Aus der Wissenschaft

Die Früherkennung medikamentenbedingter Osteonekrose ist möglich!

Kerstin Albrecht
Tumorpatienten müssen oft antiresorptive Medikamente wie Bisphosphonate oder Denosumab einnehmen. Eine der gefürchtetsten Nebenwirkungen ist dabei die medikamentenbedingte Osteonekrose des Kieferknochens. Mainzer Forscher entwickelten nun eine Methode, diese Patienten objektivierbar anhand ihrer 3-D-Röntgenbilder zu identifizieren.

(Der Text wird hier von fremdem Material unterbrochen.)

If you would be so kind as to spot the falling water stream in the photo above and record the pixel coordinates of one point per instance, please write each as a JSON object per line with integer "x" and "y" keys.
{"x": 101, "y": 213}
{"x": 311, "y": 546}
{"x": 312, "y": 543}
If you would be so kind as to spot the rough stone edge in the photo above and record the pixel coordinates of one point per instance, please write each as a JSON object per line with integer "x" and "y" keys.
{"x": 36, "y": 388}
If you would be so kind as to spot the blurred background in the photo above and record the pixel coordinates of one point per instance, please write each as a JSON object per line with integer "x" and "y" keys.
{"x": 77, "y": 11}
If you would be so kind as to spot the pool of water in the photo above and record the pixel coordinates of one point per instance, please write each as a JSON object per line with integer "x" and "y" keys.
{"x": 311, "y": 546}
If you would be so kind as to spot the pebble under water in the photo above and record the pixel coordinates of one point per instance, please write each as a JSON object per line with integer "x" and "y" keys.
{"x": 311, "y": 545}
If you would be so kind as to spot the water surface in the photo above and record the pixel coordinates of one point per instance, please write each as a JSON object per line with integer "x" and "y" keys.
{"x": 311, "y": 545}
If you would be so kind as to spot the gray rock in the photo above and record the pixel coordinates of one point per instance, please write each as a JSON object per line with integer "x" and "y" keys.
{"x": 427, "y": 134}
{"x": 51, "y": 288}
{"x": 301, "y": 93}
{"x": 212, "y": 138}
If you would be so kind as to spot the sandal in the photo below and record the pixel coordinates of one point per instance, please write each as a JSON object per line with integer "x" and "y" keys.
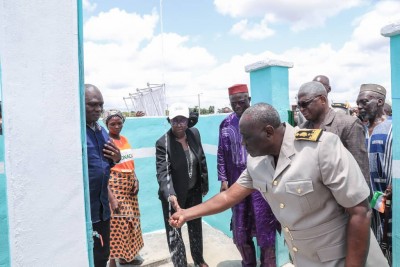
{"x": 138, "y": 260}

Bei einer medikamentenbedingten Osteonekrose verändert sich die räumliche Knochenstruktur des Kieferknochens. Es treten Osteosklerosen neben osteolytischen Prozessen auf, die Lamina dura ist verdickt, unter dem Periost lagert sich Knochen ab und nach Zahnextraktionen bleiben die Alveolarhöhlen röntgenologisch sichtbar und werden nicht mit Knochen aufgefüllt. Klinische Befunde unterschätzen das Ausmaß der Erkrankung häufig, mithilfe der dreidimensionalen röntgenologischen Bildgebung lässt sich die Situation besser beurteilen. Eine Aussage, ob tatsächlich eine medikamentenbedingte Osteonekrose vorliegt, ist bislang jedoch von der subjektiven Beurteilung der Bildgebung und der Klinik durch den Arzt abhängig.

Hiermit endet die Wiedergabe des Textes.